Canada’s central bank purchases approximately 20 percent of government bonds issued every year on a regular basis.
If the NZ government financed its borrowing through the Reserve Bank it could save taxpayers $5 billion every year - money saved on interest payments on the borrowing it does from commercial banks and other financial institutions.
That $5 billion could then be spent on health services, solving the housing crisis by building rent to own homes, providing free dental care, or a multitude of other possibilities.
Currently government is effectively taking $5 billion off taxpayers every year and giving it to overseas bank shareholders and investors.
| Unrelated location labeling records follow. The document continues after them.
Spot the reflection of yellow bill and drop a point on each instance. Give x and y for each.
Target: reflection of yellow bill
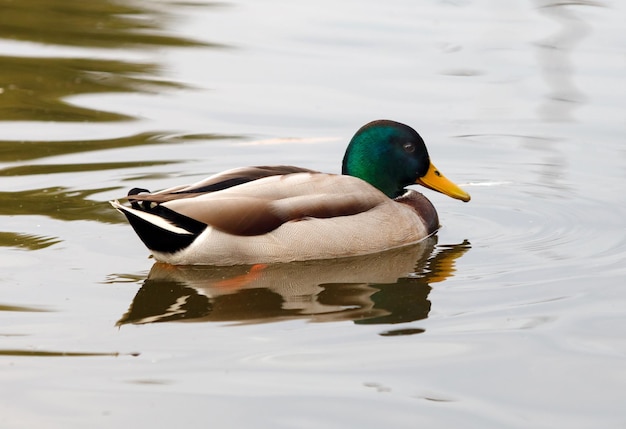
(436, 181)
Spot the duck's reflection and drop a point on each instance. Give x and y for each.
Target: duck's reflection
(385, 288)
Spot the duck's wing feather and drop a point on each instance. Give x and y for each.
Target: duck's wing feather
(261, 206)
(217, 182)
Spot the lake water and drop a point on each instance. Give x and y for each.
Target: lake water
(512, 316)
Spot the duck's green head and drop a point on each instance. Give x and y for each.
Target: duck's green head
(390, 156)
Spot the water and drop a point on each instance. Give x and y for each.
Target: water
(512, 316)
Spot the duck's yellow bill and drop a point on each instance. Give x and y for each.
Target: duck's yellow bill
(436, 181)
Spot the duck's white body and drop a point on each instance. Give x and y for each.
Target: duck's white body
(290, 217)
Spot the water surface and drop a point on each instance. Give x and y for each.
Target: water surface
(512, 316)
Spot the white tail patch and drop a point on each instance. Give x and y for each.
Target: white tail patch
(151, 218)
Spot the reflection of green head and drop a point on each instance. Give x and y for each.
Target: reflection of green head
(388, 155)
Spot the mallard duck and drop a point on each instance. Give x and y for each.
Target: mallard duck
(282, 213)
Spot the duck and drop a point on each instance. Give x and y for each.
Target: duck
(278, 214)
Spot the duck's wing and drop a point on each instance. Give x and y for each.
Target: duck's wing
(260, 206)
(217, 182)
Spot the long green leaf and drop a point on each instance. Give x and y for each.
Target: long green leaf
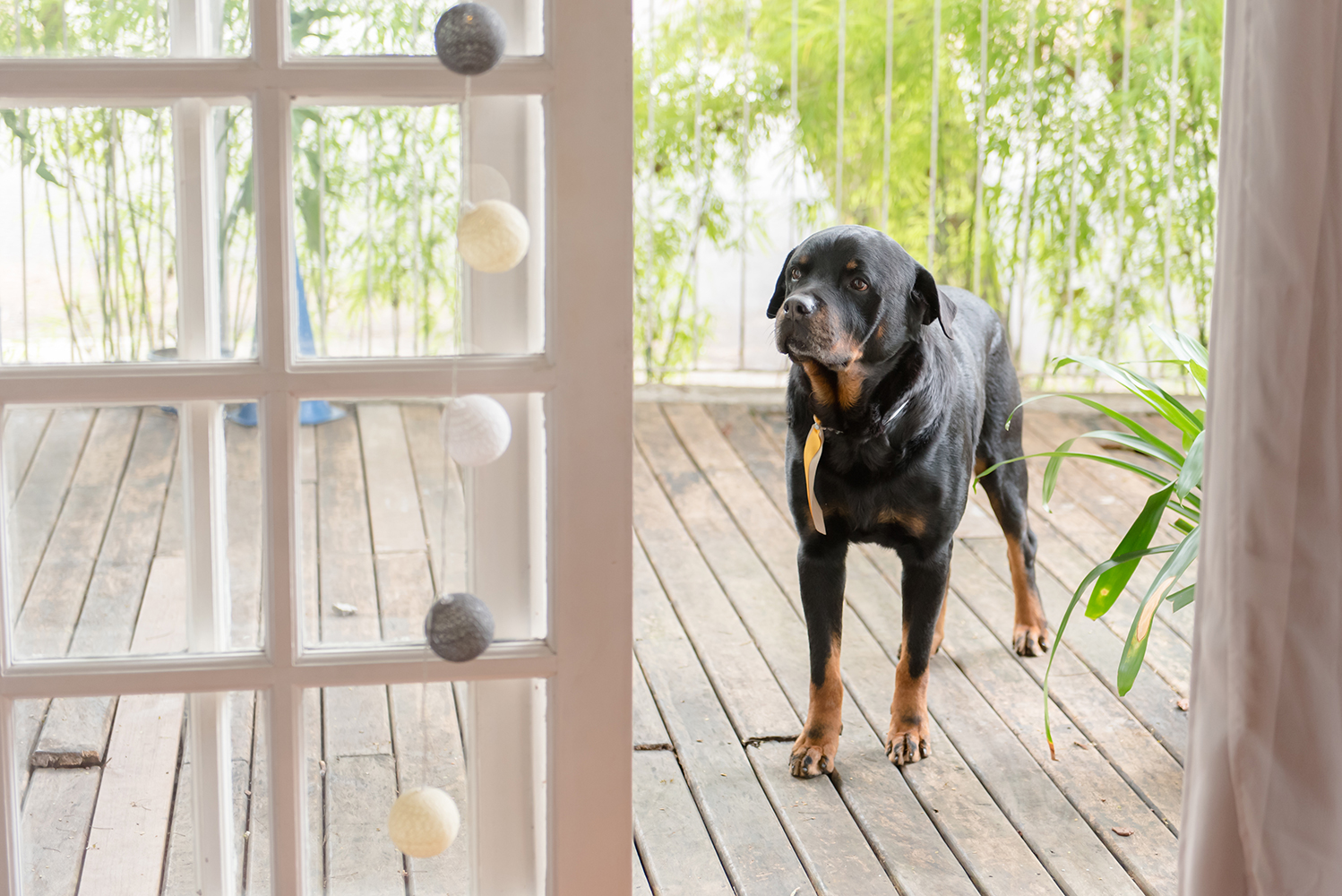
(1183, 597)
(1131, 442)
(1104, 459)
(1067, 615)
(1191, 477)
(1134, 650)
(1147, 435)
(1164, 402)
(1139, 537)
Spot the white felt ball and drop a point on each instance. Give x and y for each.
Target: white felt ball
(493, 237)
(476, 429)
(423, 823)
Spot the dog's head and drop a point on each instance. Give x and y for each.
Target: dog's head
(852, 293)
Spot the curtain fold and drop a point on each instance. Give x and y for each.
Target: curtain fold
(1263, 784)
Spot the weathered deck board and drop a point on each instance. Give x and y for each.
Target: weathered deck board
(129, 831)
(43, 493)
(75, 731)
(23, 428)
(681, 858)
(753, 848)
(48, 615)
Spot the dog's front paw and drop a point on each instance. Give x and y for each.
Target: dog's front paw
(908, 744)
(813, 755)
(1029, 639)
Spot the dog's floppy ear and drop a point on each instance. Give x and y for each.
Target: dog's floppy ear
(935, 306)
(780, 291)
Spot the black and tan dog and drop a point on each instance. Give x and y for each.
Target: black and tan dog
(899, 393)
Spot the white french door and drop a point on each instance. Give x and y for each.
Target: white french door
(242, 269)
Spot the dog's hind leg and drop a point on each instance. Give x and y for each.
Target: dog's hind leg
(821, 569)
(1007, 488)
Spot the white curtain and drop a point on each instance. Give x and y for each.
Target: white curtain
(1263, 788)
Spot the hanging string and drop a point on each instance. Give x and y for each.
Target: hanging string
(1026, 221)
(935, 105)
(1169, 169)
(745, 185)
(980, 212)
(796, 142)
(1121, 227)
(843, 35)
(1077, 133)
(884, 153)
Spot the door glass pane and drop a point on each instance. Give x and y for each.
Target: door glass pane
(88, 29)
(391, 521)
(377, 199)
(97, 552)
(89, 234)
(366, 746)
(108, 790)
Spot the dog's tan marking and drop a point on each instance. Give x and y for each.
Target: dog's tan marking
(1029, 633)
(813, 753)
(914, 523)
(822, 385)
(908, 738)
(852, 380)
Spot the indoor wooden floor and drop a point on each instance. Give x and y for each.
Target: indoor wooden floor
(721, 690)
(719, 675)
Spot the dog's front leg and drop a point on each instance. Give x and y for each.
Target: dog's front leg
(925, 581)
(821, 569)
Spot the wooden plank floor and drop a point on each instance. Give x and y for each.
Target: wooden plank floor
(97, 515)
(721, 690)
(719, 674)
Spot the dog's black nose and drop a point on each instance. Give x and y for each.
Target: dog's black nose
(797, 306)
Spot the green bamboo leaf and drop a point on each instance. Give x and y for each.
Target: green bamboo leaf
(1140, 445)
(1134, 650)
(1183, 597)
(1139, 537)
(1104, 459)
(1147, 435)
(1191, 477)
(1071, 605)
(45, 173)
(1164, 402)
(1055, 464)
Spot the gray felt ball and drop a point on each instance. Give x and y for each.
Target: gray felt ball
(460, 626)
(470, 38)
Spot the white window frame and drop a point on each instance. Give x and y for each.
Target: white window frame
(584, 375)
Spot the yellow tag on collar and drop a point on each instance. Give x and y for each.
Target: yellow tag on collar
(811, 459)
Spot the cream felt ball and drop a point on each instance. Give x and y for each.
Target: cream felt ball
(493, 237)
(476, 429)
(423, 823)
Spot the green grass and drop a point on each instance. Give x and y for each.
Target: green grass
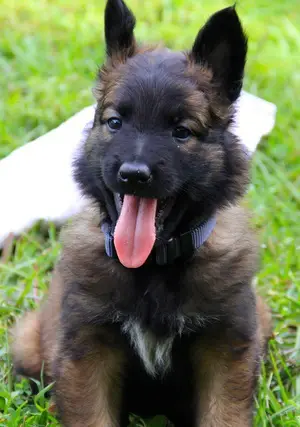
(49, 53)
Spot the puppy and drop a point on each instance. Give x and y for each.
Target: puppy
(151, 308)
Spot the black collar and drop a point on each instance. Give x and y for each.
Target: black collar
(166, 253)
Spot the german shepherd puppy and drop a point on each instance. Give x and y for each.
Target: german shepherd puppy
(155, 314)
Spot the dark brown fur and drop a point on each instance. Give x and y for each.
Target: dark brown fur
(206, 303)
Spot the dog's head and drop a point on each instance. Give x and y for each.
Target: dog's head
(159, 156)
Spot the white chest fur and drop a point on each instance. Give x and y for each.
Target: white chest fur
(156, 354)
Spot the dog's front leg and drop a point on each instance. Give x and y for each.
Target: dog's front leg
(88, 380)
(226, 374)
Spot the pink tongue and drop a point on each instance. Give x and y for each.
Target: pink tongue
(134, 234)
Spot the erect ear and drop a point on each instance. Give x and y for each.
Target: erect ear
(222, 46)
(119, 26)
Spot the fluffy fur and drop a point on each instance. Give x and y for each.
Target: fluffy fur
(185, 339)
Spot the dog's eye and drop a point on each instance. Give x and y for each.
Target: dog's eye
(181, 133)
(114, 123)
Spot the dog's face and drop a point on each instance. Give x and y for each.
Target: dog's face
(159, 154)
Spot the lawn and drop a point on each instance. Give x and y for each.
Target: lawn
(49, 54)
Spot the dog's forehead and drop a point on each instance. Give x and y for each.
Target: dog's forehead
(155, 63)
(159, 74)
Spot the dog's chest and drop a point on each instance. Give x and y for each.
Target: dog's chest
(154, 351)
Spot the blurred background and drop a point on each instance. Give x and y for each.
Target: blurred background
(49, 55)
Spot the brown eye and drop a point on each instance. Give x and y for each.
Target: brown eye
(181, 133)
(114, 124)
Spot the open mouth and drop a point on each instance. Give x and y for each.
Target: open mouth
(140, 222)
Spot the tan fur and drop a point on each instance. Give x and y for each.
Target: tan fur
(228, 376)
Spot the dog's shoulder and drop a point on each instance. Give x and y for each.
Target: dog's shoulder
(231, 253)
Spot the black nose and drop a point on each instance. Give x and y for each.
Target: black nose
(134, 173)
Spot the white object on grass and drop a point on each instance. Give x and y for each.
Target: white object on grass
(36, 179)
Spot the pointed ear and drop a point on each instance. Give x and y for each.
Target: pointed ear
(222, 46)
(119, 26)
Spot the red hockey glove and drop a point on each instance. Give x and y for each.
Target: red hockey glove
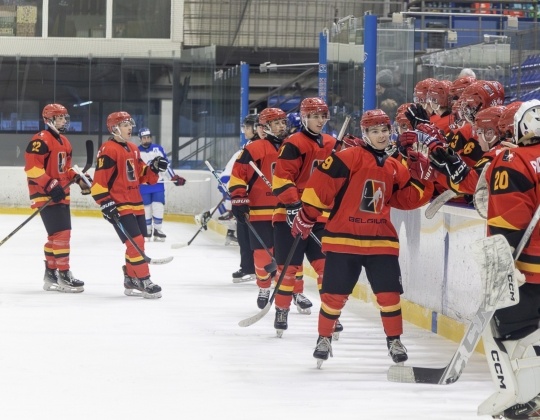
(55, 191)
(240, 208)
(301, 225)
(419, 165)
(450, 164)
(178, 180)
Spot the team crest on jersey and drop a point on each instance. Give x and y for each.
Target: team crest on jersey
(61, 162)
(130, 170)
(373, 196)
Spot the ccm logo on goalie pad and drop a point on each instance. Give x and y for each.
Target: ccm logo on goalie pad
(497, 367)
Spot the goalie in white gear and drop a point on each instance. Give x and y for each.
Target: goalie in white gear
(513, 345)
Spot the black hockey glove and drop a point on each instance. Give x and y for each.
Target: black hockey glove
(416, 114)
(109, 210)
(450, 164)
(240, 208)
(292, 210)
(55, 190)
(158, 164)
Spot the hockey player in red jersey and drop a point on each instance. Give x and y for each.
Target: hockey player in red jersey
(359, 185)
(298, 157)
(48, 170)
(119, 172)
(513, 348)
(250, 197)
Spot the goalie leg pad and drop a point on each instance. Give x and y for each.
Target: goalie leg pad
(515, 369)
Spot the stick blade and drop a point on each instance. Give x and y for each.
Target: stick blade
(160, 261)
(255, 318)
(415, 375)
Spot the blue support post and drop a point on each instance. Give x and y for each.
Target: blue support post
(244, 97)
(370, 62)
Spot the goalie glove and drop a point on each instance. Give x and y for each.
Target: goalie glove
(450, 164)
(419, 165)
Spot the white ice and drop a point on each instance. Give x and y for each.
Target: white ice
(103, 355)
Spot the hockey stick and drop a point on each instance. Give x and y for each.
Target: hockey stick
(139, 250)
(499, 260)
(438, 202)
(272, 265)
(255, 318)
(87, 165)
(203, 226)
(259, 172)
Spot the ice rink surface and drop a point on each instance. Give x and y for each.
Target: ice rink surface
(102, 355)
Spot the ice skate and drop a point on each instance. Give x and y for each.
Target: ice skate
(337, 329)
(69, 284)
(140, 287)
(280, 322)
(226, 216)
(396, 350)
(203, 219)
(323, 349)
(529, 410)
(50, 279)
(148, 234)
(262, 298)
(303, 304)
(159, 236)
(230, 238)
(241, 276)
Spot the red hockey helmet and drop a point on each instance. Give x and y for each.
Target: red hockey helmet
(506, 121)
(114, 119)
(421, 89)
(373, 118)
(459, 85)
(271, 114)
(402, 121)
(438, 94)
(312, 106)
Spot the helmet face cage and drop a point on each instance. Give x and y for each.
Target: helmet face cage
(506, 121)
(54, 110)
(527, 123)
(313, 106)
(438, 94)
(115, 119)
(269, 115)
(373, 118)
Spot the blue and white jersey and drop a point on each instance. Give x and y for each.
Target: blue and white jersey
(147, 154)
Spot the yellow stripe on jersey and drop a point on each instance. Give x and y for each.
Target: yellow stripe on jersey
(361, 243)
(35, 172)
(310, 197)
(501, 223)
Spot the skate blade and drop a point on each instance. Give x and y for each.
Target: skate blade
(246, 278)
(53, 287)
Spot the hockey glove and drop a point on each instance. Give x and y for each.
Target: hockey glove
(419, 165)
(240, 208)
(158, 164)
(416, 114)
(450, 164)
(301, 225)
(178, 180)
(292, 210)
(109, 210)
(55, 191)
(85, 189)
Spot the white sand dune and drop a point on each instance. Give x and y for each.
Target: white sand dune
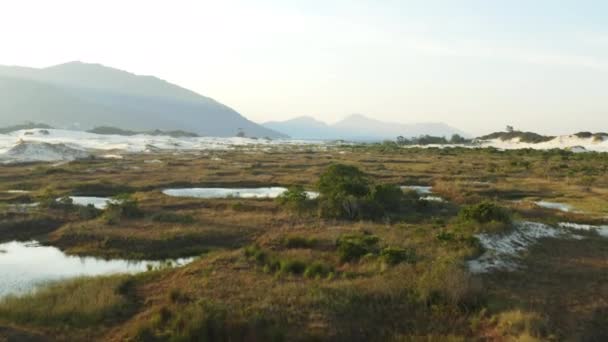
(54, 145)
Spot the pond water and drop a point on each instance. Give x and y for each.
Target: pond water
(26, 265)
(600, 230)
(269, 192)
(554, 205)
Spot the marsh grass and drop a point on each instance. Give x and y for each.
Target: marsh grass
(78, 303)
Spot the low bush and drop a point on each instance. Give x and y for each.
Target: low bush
(88, 212)
(318, 270)
(485, 212)
(293, 199)
(353, 247)
(299, 242)
(289, 266)
(122, 207)
(397, 255)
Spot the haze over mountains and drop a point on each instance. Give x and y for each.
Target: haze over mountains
(82, 96)
(358, 127)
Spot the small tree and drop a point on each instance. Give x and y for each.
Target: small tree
(294, 198)
(457, 139)
(342, 189)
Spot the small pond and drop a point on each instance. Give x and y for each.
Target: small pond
(554, 205)
(97, 202)
(26, 265)
(269, 192)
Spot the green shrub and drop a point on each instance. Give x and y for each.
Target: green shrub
(292, 267)
(88, 212)
(353, 247)
(485, 212)
(299, 242)
(396, 255)
(294, 198)
(389, 197)
(340, 179)
(318, 270)
(342, 189)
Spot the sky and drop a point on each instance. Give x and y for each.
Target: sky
(477, 65)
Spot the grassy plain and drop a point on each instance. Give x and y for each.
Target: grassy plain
(267, 273)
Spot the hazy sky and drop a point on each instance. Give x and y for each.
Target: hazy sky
(477, 64)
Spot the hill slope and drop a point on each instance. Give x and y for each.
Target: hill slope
(79, 95)
(358, 127)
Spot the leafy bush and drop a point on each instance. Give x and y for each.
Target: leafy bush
(318, 270)
(343, 189)
(299, 242)
(88, 212)
(485, 212)
(388, 197)
(353, 247)
(294, 198)
(343, 180)
(396, 255)
(292, 267)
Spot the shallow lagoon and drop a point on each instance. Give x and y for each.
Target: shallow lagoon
(26, 265)
(268, 192)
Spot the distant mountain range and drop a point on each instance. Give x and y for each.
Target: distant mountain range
(358, 127)
(83, 96)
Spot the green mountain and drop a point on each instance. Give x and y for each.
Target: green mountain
(83, 96)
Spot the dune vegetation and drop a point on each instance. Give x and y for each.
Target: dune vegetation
(365, 260)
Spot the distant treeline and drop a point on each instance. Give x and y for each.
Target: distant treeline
(433, 140)
(534, 138)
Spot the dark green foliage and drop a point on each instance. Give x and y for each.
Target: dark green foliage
(485, 212)
(396, 255)
(292, 267)
(347, 193)
(353, 247)
(388, 197)
(341, 180)
(88, 212)
(318, 270)
(294, 198)
(299, 242)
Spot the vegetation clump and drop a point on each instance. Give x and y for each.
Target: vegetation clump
(295, 198)
(346, 192)
(397, 255)
(354, 246)
(485, 212)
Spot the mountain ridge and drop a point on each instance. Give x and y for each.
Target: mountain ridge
(83, 96)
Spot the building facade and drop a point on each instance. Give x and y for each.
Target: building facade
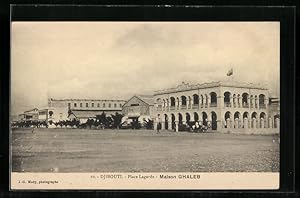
(138, 108)
(222, 106)
(83, 109)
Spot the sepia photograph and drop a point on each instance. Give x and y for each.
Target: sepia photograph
(183, 98)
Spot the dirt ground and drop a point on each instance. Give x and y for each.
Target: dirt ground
(80, 150)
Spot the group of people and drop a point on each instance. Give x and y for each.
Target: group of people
(194, 128)
(199, 128)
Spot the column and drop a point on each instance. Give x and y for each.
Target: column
(250, 123)
(155, 125)
(262, 123)
(270, 122)
(170, 124)
(246, 123)
(228, 124)
(163, 125)
(200, 101)
(219, 125)
(179, 106)
(221, 101)
(254, 122)
(236, 123)
(277, 121)
(183, 119)
(209, 123)
(200, 118)
(208, 101)
(176, 126)
(241, 124)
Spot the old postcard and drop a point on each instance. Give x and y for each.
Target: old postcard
(145, 105)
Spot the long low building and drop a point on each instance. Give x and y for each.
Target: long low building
(83, 109)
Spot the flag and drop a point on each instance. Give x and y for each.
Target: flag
(230, 72)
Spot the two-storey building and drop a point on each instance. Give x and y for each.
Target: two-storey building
(219, 105)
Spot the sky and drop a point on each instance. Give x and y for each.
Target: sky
(116, 60)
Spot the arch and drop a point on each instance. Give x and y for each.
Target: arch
(254, 115)
(187, 118)
(189, 101)
(166, 122)
(227, 115)
(236, 115)
(239, 100)
(261, 99)
(234, 100)
(251, 100)
(245, 98)
(206, 99)
(214, 124)
(183, 101)
(227, 95)
(245, 115)
(180, 118)
(263, 115)
(158, 100)
(204, 118)
(173, 101)
(213, 98)
(177, 101)
(196, 117)
(196, 99)
(173, 118)
(255, 101)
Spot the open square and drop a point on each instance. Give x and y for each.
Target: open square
(83, 150)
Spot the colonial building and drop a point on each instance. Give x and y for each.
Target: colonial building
(139, 107)
(63, 109)
(223, 106)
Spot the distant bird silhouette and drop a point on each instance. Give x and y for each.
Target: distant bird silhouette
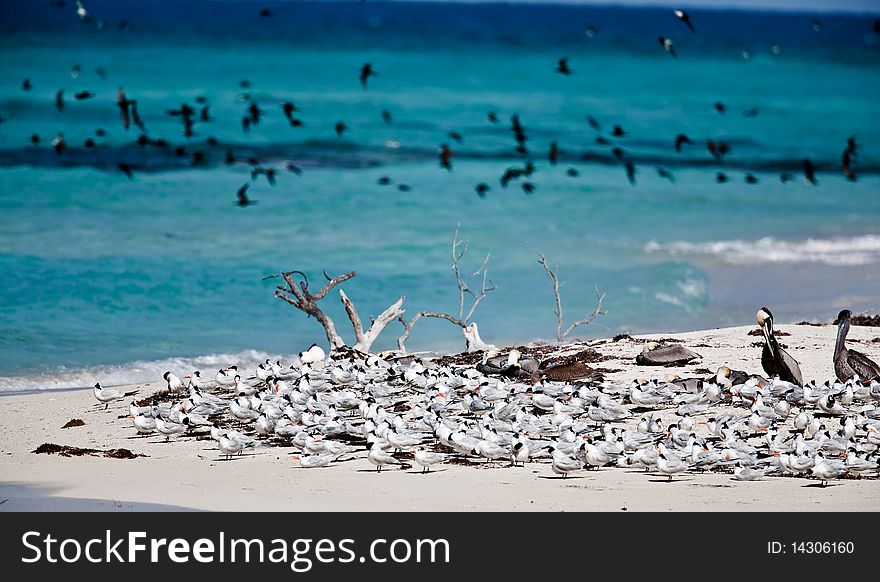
(630, 173)
(58, 144)
(684, 17)
(562, 67)
(268, 172)
(809, 172)
(667, 44)
(243, 199)
(553, 154)
(664, 173)
(515, 173)
(446, 157)
(122, 104)
(367, 72)
(125, 169)
(680, 140)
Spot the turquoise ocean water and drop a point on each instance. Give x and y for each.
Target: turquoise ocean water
(116, 279)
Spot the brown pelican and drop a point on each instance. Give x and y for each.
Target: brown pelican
(657, 355)
(849, 363)
(775, 360)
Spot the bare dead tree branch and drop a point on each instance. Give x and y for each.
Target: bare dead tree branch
(554, 280)
(465, 289)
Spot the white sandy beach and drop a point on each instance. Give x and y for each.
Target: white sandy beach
(188, 473)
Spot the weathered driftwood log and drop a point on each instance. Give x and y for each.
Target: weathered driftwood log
(297, 294)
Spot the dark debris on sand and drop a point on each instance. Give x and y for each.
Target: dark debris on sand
(776, 332)
(865, 320)
(68, 451)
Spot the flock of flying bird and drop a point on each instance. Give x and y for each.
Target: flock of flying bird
(190, 115)
(511, 408)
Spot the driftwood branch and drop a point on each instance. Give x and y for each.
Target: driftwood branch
(554, 280)
(465, 289)
(364, 339)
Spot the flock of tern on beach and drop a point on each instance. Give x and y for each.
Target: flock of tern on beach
(512, 409)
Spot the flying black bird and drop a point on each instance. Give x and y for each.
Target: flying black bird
(809, 172)
(515, 173)
(446, 157)
(367, 72)
(553, 155)
(122, 103)
(664, 173)
(243, 199)
(667, 44)
(680, 140)
(125, 169)
(562, 67)
(684, 17)
(630, 173)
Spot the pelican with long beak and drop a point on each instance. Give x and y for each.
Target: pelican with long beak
(849, 363)
(775, 360)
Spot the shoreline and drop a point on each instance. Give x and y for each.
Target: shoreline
(187, 473)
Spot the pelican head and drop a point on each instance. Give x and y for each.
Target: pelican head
(844, 315)
(763, 315)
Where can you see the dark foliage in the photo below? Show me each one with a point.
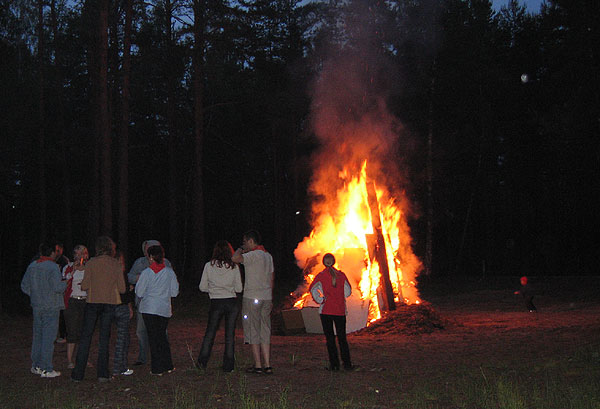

Central banks buying government bonds used to be a common occurrence. The first Labour government financed the building of thousands of state houses with Reserve Bank money.
The Commonwealth Bank (Australia’s central bank at the time) supplied the Australian government with funding for major infrastructure development.
Commercial banks create money every time they grant a loan – to individuals to buy houses, to businesses, or to the government.
This has been confirmed by leading figures in the banking industry like Mervyn King, former governor of the Bank of England, and Graham Towers, former governor of the Bank of Canada, as well as local commentators like Bernard Hickey, Bryan Gaynor, Raf Manji, Shamubeel Equab, and Bryan Gould.
The country’s central bank, the Reserve Bank, also has that power, so if it’s good enough for Canada, Japan, and China, then Grant Robertson should be using it to benefit New Zealanders.